Dosen Muda FMIPA Untan Bergelar Doktor Ini Mampu “Sulap” Biji Kesumba Jadi Sel Surya

Pontianak, thetanjungpuratimes.com – Dosen Jurusan Kimia Fakultas MIPA Universitas Tanjungpura (Untan) Dr. Winda Rahmalia berhasil mengubah tumbuhan liar Kesumba yang memiliki nama latin  Bixa Orellana menjadi bahan untuk membuat sel pembangkit listrik tenaga surya.

Di tangan dosen yang mendapatkan gelar doktornya di Prancis tahun 2016 ini, biji Kesumba yang merupakan tanaman liar bisa menjadi tanaman yang dapat memberikan manfaat bagi kebutuhan energi saat ini.

Ditemui thetanjungpuratimes, Selasa (18/10), Winda menceritakan awal mula ketertarikannya untuk meneliti lebih jauh tentang buah Kesumba. Hal itu bermula saat dirinya mendapatkan beasiswa di Universitas Kristen Satiawacana Salatiga pada tahun 2007 yang meneliti tentang pigmen.

Kata dia, penelitian pertamanya mengenai Pigmen adalah terhadap Pigmen kelapa sawit sebagai sel surya, yang kebetulan banyak tumbuh di Kalimantan. Namun, sayangnya penelitian itu belum berhasil.

Selanjutnya dirinya meneliti Pigmen pewarna yang ada pada biji Kesumba, kandungan Pigmen tersebut bernama Bixin. Kandungan Bixin pada biji Kesumba, kata dia, mampu menyerap sinar Ultraviolet yang ada pada sinar matahari.

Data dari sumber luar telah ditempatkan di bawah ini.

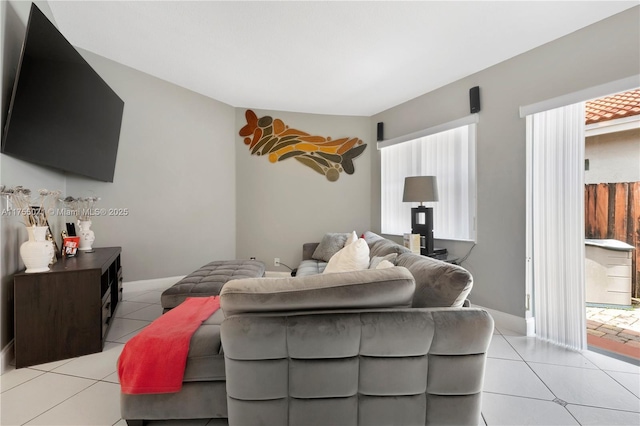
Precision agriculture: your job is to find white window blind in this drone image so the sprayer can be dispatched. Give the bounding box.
[527,103,587,350]
[381,124,476,240]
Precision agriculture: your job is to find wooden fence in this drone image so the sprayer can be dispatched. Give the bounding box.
[584,182,640,298]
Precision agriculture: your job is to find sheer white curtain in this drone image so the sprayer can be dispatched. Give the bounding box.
[380,124,476,240]
[527,103,587,350]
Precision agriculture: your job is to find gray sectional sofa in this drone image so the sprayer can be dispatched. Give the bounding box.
[121,233,493,426]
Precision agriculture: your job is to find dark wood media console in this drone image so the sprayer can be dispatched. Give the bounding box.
[14,247,122,368]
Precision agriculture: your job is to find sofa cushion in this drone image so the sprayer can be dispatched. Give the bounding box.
[311,232,349,262]
[323,238,369,274]
[183,309,225,382]
[220,267,415,316]
[369,253,398,269]
[160,260,265,311]
[364,231,411,257]
[296,259,327,277]
[396,253,473,308]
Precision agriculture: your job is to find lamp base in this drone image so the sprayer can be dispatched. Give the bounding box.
[411,206,433,256]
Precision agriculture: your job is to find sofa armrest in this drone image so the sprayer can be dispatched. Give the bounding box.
[220,267,415,317]
[302,243,320,260]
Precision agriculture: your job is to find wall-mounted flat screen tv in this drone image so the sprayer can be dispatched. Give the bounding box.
[2,4,124,182]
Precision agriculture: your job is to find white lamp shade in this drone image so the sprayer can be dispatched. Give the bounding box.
[402,176,438,203]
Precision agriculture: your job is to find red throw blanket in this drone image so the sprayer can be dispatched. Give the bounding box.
[118,296,220,394]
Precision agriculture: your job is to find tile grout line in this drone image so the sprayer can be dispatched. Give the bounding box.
[22,372,98,426]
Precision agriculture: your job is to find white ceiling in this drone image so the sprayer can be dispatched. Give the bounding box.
[49,0,639,116]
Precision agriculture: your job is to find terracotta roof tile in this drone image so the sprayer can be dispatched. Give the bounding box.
[585,89,640,124]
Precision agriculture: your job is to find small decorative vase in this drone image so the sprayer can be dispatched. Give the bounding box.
[20,226,53,273]
[78,220,96,251]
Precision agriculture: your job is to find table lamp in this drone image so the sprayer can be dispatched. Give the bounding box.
[402,176,438,256]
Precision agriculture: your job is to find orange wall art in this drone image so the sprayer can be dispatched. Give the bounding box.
[239,109,367,182]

“Saya lihat tumbuhan ini banyak tumbuh di kampus dan tidak digunakan orang, mungkin karena tumbuhan liar jadi orang tidak tahu digunakan untuk apa,” tuturnya.

Pada mulanya penelitian buah Kesumba bukan sebagai sel surya melainkan sinar UV-protector atau pelindung sinar Ultraviolet untuk kulit. Setelah dirinya mendapatkan hasil riset bahwa Kesumba mampu menjadi pelindung sinar Ultraviolet dari situlah dirinya berpikir untuk mengaplikasikan biji Kesumba ini ke hal lain.

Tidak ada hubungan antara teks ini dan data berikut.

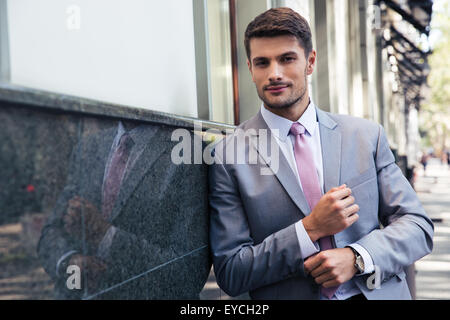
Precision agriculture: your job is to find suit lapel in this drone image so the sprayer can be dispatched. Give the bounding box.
[246,111,311,215]
[245,108,341,215]
[111,128,170,221]
[316,108,341,193]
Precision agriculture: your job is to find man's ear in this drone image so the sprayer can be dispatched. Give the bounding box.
[247,59,255,82]
[306,50,317,76]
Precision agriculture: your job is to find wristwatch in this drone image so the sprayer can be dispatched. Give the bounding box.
[347,247,364,274]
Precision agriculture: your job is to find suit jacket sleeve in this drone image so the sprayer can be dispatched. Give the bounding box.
[209,149,305,296]
[357,126,433,281]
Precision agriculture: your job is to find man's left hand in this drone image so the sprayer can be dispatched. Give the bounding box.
[304,248,357,288]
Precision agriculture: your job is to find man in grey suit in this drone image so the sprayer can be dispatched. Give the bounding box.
[209,8,433,300]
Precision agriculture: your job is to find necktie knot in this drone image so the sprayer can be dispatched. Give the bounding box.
[290,122,305,136]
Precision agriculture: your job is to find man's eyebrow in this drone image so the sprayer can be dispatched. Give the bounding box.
[280,51,297,57]
[253,51,297,62]
[253,57,268,62]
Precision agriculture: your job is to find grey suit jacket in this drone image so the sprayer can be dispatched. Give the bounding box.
[209,108,433,299]
[37,127,210,299]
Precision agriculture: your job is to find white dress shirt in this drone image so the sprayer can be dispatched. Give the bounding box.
[261,101,374,300]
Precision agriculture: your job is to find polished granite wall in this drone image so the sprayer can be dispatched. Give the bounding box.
[0,85,232,299]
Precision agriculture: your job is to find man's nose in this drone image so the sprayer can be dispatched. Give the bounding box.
[269,63,283,82]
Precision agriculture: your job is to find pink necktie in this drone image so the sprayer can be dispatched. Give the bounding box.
[290,122,338,299]
[102,133,133,220]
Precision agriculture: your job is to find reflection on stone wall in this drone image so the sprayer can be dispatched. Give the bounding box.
[0,102,211,299]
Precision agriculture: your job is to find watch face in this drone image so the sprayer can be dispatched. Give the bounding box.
[356,256,364,272]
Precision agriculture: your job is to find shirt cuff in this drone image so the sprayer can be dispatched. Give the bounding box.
[97,226,117,259]
[295,220,320,260]
[348,243,375,275]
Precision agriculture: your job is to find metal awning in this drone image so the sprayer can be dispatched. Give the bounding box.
[378,0,433,36]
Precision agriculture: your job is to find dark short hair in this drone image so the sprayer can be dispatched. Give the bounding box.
[244,8,312,60]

“Pada prinsipnya kan jika bisa melindungi kulit dari sinar Ultraviolet, berartikan dia (Kesumba) yang menyerap sinar ultraviolet, dari situlah muncul ide untuk membuat sel surya,” jelasnya.

Dijelaskannya jika proses untuk membuat sel surya dari biji Kesumba ini yaitu biji Kesumba haruslah dimurnikan hingga mencapai 100 persen.

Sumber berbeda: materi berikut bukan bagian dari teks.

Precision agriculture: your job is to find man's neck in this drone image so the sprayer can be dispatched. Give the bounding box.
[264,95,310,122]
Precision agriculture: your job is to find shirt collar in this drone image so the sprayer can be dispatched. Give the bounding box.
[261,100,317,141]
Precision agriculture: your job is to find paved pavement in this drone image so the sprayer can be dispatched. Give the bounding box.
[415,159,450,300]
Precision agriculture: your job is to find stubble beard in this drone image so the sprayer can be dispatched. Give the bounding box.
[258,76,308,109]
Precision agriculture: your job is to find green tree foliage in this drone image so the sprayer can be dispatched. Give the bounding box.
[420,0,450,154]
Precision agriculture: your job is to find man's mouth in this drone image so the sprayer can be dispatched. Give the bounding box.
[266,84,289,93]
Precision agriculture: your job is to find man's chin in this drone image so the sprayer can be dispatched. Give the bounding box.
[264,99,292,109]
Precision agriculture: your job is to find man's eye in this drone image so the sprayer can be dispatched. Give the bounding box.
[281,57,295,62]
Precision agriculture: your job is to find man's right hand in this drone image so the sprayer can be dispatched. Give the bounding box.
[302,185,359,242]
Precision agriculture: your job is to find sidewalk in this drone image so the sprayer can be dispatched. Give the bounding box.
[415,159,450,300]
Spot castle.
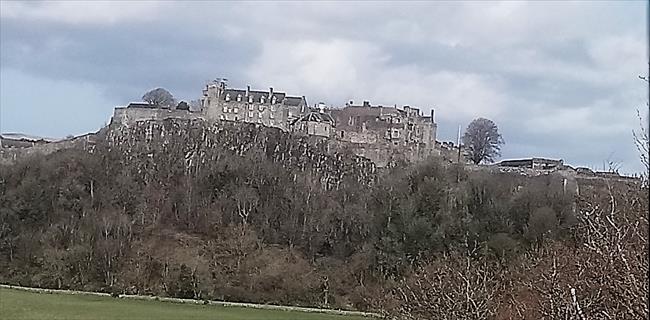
[111,81,439,167]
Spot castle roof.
[291,111,334,125]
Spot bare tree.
[632,76,650,185]
[142,88,176,107]
[463,118,505,164]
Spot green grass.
[0,288,369,320]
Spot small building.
[201,81,307,131]
[290,110,334,137]
[331,101,437,150]
[498,158,564,170]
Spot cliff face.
[106,119,377,189]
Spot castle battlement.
[111,81,439,167]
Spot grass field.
[0,288,370,320]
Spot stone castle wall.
[106,119,377,189]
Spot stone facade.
[330,101,437,150]
[289,110,336,138]
[201,82,307,131]
[105,82,439,167]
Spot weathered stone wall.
[106,119,377,188]
[111,108,203,127]
[0,134,96,165]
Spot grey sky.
[0,1,648,172]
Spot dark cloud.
[0,1,647,171]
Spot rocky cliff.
[106,119,377,189]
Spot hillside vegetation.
[0,288,368,320]
[0,120,648,319]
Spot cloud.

“Dari hasil pemurnian tersebutlah yang digunakan sebagai bahan penting dalam sel surya. Selain biji Kesumba ada bahan lain seperti tanah lempung dan limbah kelapa sawit yang digunakan,” kata dia.

Hasil penelitian ini, ujar Winda akan dipatenkan secara Internasional dan sudah didaftarkan di negara Prancis. Pematenan itu adalah satu kesatuan dari sistem sel surya yang dibuat mulai dari bahan hingga proses pembuatannya.

“Sel surya buatan saya yang berukuran 1 cm x 0.5 cm, mampu menghidupkan lampu  5 watt. Dan membutuhkan 1000 sel surya yang bisa bertahan selama 10 hari,” kata dia menambahkan.